Considérant les 4000 exploitants agricoles qui constituent un pilier de l'économie et de la vie sociale corréziennes ;
Considérant les difficultés croissantes du secteur agricole, confronté à une baisse structurelle des revenus et à une érosion continue du nombre d'exploitations, menaçant la vitalité de nos zones rurales ;
Considérant que l'accord UE-Mercosur prévoit l'importation massive de produits agricoles sudaméricains, notamment 99 000 tonnes de viande bovine, 180 000 tonnes de volaille et 190 000 tonnes de sucre, qui viendront concurrencer directement nos productions locales ; Considérant que cette concurrence est foncièrement déloyale, les produits importés ne respectant pas les normes sanitaires, sociales et environnementales rigoureuses imposées aux agriculteurs français et européens, notamment concernant l'usage de pesticides interdits dans l'UE, d'hormones de croissance ou de farines animales ;
Considérant les risques sanitaires avérés pour les consommateurs européens, comme en témoigne la détection en 2024 de résidus d'hormones interdites dans des lots de viande importés du Brésil ;
Considérant que cet accord menace directement la survie de 30 000 éleveurs en France et pourrait entraîner une chute de 10 à 15 % des prix de la viande bovine, accélérant la disparition d'exploitations agricoles sur notre territoire et favorisant la désertification rurale ; Considérant que, dans un contexte géopolitique instable, où les autorités militaires alertent sur les risques de conflits majeurs, la dépendance accrue à des voies d'approvisionnement maritimes lointaines et vulnérables constitue une atteinte grave à la souveraineté alimentaire de la France et de l'Union Européenne, qui est un intérêt stratégique fondamental ; Considérant que les mécanismes de protection prévus, telle la clause de sauvegarde, sont notoirement insuffisants, complexes à activer et d'une efficacité limitée, et que l'accord est dépourvu de clauses miroirs effectives garantissant une réciprocité des standards de production ;
Considérant qu'un projet de recours en annulation devant la Cour de Justice de l'Union Européenne a été solidement argumenté, invoquant une erreur manifeste d'appréciation des instances européennes, une violation du principe d'égalité de traitement entre les opérateurs économiques et un détournement de pouvoir ;
Considérant l'urgence d'agir, la signature formelle de l'accord par le Conseil de l'Union Européenne étant prévue pour le 12 janvier 2026, rendant toute action ultérieure plus complexe ; Considérant qu'il relève de la compétence et du devoir du Conseil départemental de défendre les intérêts économiques et sociaux de son territoire et d'exprimer les préoccupations légitimes de ses habitants ; au besoin en intervenant volontairement à l’instance engagée par l’Etat ;
Le Conseil Municipal soutient la motion déposée par le Conseil Départemental de la Corrèze : • Réaffirme son soutien plein et entier au projet de recours en annulation devant la Cour de Justice de l'Union Européenne visant à contester la décision du Conseil de l'Union Européenne autorisant la signature et la conclusion de l'accord d'association UE- Mercosur.

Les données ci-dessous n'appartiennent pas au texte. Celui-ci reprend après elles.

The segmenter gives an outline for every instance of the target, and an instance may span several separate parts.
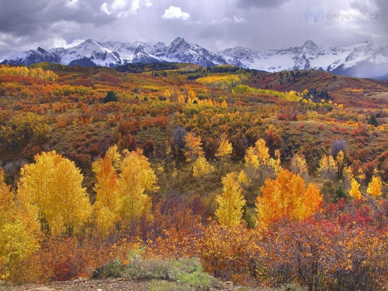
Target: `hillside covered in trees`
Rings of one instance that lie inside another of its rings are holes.
[[[181,290],[385,290],[387,105],[314,70],[1,65],[0,286],[115,262]]]

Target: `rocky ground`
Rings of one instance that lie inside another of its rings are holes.
[[[3,287],[0,290],[4,291],[146,291],[149,281],[134,281],[126,278],[107,279],[90,279],[88,280],[78,279],[65,282],[53,282],[44,285],[29,284],[16,287]],[[239,287],[233,286],[231,283],[226,282],[226,287],[221,291],[229,291],[238,290]]]

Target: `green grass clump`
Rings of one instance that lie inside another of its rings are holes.
[[[102,278],[108,278],[108,277],[118,278],[122,276],[124,270],[124,265],[120,261],[120,260],[116,259],[97,269],[93,275],[93,276]]]
[[[148,290],[148,291],[195,291],[195,288],[187,284],[157,280],[151,281]]]
[[[219,280],[204,272],[199,259],[195,258],[177,260],[133,259],[126,266],[123,275],[136,279],[174,281],[179,283],[177,288],[182,284],[201,290],[224,286]]]

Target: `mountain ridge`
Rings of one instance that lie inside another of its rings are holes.
[[[99,42],[88,39],[67,48],[39,47],[14,55],[1,64],[29,65],[42,62],[108,67],[160,62],[190,63],[207,67],[231,65],[269,72],[314,69],[351,77],[378,78],[388,74],[388,45],[365,41],[338,47],[308,40],[300,47],[263,51],[236,47],[214,52],[180,37],[169,44]]]

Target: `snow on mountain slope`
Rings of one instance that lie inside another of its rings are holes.
[[[39,48],[13,56],[2,64],[30,65],[48,62],[71,65],[116,66],[130,63],[175,62],[204,66],[232,65],[274,72],[315,69],[356,77],[388,73],[388,45],[370,42],[340,48],[307,40],[300,47],[258,51],[237,47],[210,51],[181,37],[171,43],[131,43],[88,39],[73,48],[46,50]]]

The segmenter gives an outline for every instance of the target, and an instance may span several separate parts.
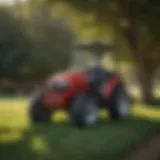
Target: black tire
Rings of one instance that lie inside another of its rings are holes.
[[[52,111],[43,107],[41,98],[40,95],[35,95],[31,100],[29,117],[32,123],[51,122]]]
[[[109,114],[113,120],[126,119],[130,116],[131,101],[123,85],[115,88],[109,103]]]
[[[91,119],[87,120],[87,116],[89,116],[89,114],[93,119],[90,117]],[[71,119],[75,125],[80,128],[93,127],[98,122],[98,116],[99,109],[94,99],[90,98],[85,93],[82,93],[74,98],[71,107]]]

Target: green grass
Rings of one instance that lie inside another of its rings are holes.
[[[32,126],[27,99],[0,99],[0,160],[119,160],[157,126],[145,117],[149,110],[141,114],[146,120],[135,118],[137,110],[126,121],[105,120],[97,128],[80,130],[70,123]]]

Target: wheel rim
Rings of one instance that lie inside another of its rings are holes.
[[[87,125],[93,125],[98,118],[98,108],[94,104],[88,104],[85,108],[84,121]]]
[[[121,117],[128,117],[130,114],[130,102],[125,95],[120,95],[118,100],[118,110]]]

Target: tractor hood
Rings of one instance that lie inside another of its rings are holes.
[[[52,75],[47,79],[47,84],[57,82],[70,82],[70,83],[88,83],[86,73],[84,71],[66,71]]]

• Demande solennellement au Gouvernement français, et en particulier à Monsieur le Premier ministre, de prendre ses responsabilités en transmettant ce recours devant la Cour de Justice de l'Union Européenne dans les meilleurs délais, et impérativement avant la date de signature formelle de l'accord.6
• Fonde cette demande sur la nécessité impérieuse de protéger les agriculteurs et les populations rurales de son territoire face à une concurrence destructrice, de préserver la souveraineté alimentaire de la France, de garantir des conditions de concurrence équitables et d'assurer la sécurité sanitaire des consommateurs.
Cette délibération est adoptée à l’UNANIMITE (16 voix POUR).